冒頭の"Cliffs Of Dover"でグラミー賞を受賞。全編を通して彼の美しいボーカルと華麗なギタープレイが冴え渡る名盤。インストと歌ものが半々の割合だが、歌ものの方はAORっぽい印象を受ける。もちろんギターの技巧がこれでもかと散りばめられてるけどね。不思議な事に彼の速弾きは嫌味に感じられない。あまりにスムーズ過ぎて速さを感じないからだろうか。

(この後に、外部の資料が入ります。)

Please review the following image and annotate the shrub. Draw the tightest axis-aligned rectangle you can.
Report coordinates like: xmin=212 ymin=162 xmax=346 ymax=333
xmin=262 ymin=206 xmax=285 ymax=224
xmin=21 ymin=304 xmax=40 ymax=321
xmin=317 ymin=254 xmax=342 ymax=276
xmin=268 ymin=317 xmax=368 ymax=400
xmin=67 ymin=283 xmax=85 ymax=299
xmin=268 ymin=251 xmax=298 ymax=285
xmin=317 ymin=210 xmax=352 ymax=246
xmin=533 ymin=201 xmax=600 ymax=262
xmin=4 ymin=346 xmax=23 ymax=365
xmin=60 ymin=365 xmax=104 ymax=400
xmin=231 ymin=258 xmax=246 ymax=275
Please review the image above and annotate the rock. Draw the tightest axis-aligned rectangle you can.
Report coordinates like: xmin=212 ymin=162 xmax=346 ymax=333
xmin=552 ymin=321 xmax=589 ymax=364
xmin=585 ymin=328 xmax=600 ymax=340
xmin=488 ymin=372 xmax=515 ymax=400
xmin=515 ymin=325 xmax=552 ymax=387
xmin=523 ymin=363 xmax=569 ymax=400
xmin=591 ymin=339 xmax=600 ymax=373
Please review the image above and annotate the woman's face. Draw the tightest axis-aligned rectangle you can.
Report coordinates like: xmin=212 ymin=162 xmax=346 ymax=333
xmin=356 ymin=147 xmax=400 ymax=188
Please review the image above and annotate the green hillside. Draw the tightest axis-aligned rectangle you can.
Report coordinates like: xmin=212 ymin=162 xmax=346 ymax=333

77年に録音されたもののお蔵入りになり、98年にやっと発表されたもの。録音当時22歳で既に現在のスタイルが完成されている。この若さでこの才能、嫌になるくらいだ笑。後々まで演奏されるレパートリーの"Zap""Emerald Eyes"もこの当時既に完成していたというのは大きな驚きだった。全体として"Ah Via Musicom"よりもサウンドがシンプルで隙間が多く、ジャズっぽい印象を受けた。当時エリックはElectromagnetsというジャズ・フュージョングループで活動しており、"Seven Worlds"のレコーディングもそのメンバーで行われた為、むべなるかな、という感じか。素朴な感じが気に入って今では"Ah Via Musicom"より好き。
最後は2006年時点での最新作"Bloom"。
Bloom Eric Johnson (2005/06/14) Favored Nations Entertainment この商品の詳細を見る
まず、"Ah Via Musicom"など過去に一世を風靡した作品と比較すると、まずギタートーンが以前より生々しくファジーなサウンドに変化していることがわかる。 「細かい事に拘るのはもう止めたんだ」とは本人の弁。ギターの演奏技術は残念ながら全盛期に比べて落ちている。このアルバムのツアーに行ったが、全体的に荒いプレイやミスが目立った。しかし、その代わりに歌唱力が大幅に上がっている。円熟味とでも言うべきものが加わっている。このアルバムを通して聴くと彼の志向性が、以前の「インストでのギター弾きまくり中心」から「洗練された歌もの中心」にシフトしていることが分かる。ギターテクニックの衰えがよく指摘されるが、ミュージシャンとしては現在の方がはるかに成熟しており、私は好きだ。何年も暖めてきたライブではお馴染みの曲を多く収録している為、楽曲も粒揃い。「今」のエリックジョンソンを知りたい人には真っ先にお薦めしたい作品。